Aller au contenu principal
Retour au site principal de la Bibliothèque de l'ÉTS
 

Research Data Management (RDM): Documentation and metadata

Purpose of documentation

“Documentation is a love letter that you write to your future self.” Damian Conway (2005)

Data documentation can be defined as the clear description of everything that a new "data user" or "your future self" would need to know in order to find, understand, reproduce, and reuse your data, independently and without the risk of misinterpretation. It should clearly describe how you generated or used the data, why, and where to find the associated files. It can also serve as integration documentation for new colleagues, even if the responsible researcher leaves the project. Developing a data management plan (DMP) can facilitate the development of documentation.

Data documentation is necessary at two levels: documentation about the entire study or project, and documentation about individual records, observations, or data points. (Adapted from ELIXIR Belgium, 2020)
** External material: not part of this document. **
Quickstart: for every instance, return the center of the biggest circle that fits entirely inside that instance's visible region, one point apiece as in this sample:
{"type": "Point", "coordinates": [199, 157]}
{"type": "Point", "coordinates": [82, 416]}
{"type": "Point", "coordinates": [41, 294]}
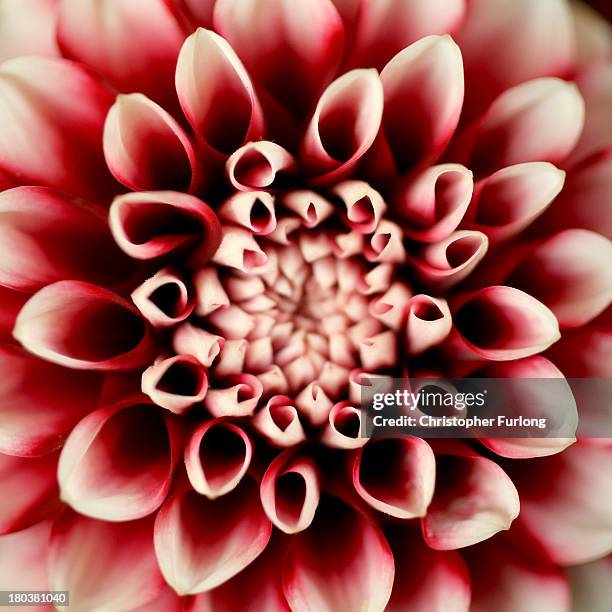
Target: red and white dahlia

Here is a list of important elements to consider for ensuring proper documentation that facilitates information retrieval, data sharing within the research team, and potential reuse while ensuring their longevity throughout their useful life (Université de Sherbrooke, 2022):

  • Formulated hypotheses
  • Methodological approach used
  • Analysis types and procedures
  • Description of the collected data
  • Data dictionary defining the variables used and the objects
  • Key concepts, vocabularies, classification systems
  • Units of measurement
  • Tools or software used, source code
  • Information about the people who worked on the project and performed each task
  • Readme files that describe the context of the datasets, their structure, rights, usage limitations, etc.

Purpose of metadata

Metadata is highly structured documentation. Machine-readable or actionable metadata make your (meta)data more discoverable, accessible, interoperable, and reusable. They enhance the quality and visibility of data within the scientific community, thereby increasing their potential for reuse and recognition. They are also useful for the long-term digital preservation of data.

Metadata should be accompanied by sufficient documentation (such as software manuals, survey designs, and user guides, etc.) prepared by the person who created the data, to enable the use of the resource by others. (Adapted from Digital Preservation Coalition, 2021)

Readme File

The README file is a text file usually named README.txt or LISEZ-MOI.txt, in the open .txt format, which presents and explains a project. It is part of the data documentation that should be produced at the beginning of the project. It allows recording any information that cannot be stored in a highly structured manner as free-form text.

Potential users of the project's data typically consult it before accessing the data.

Code hosting services such as GitHub, Bitbucket, and GitLab will also search for and display your README file along with the list of files and directories in your project.

When should I create a README file?

Before showing a project to others or making it public, and even during the planning phase. It is recommended to make it the first file you create in a new project.

Additionally, some data repositories may require a README file to be deposited along with the list of files related to the project's data and any relevant information. Creating a README file at the beginning of each project will save you time later on.

Where should I put it and what should it contain?

Depending on the number of folders/files you have and the number of years you will keep them, you can create a README file for your top-level directory or for each created folder and subfolder in your directory to document specific parts of your data.

It is recommended to have a README file in the top-level directory of the project since that's where someone unfamiliar with your project will start their consultation. The README file placed at this level should contain general information about the project and the data organization system used.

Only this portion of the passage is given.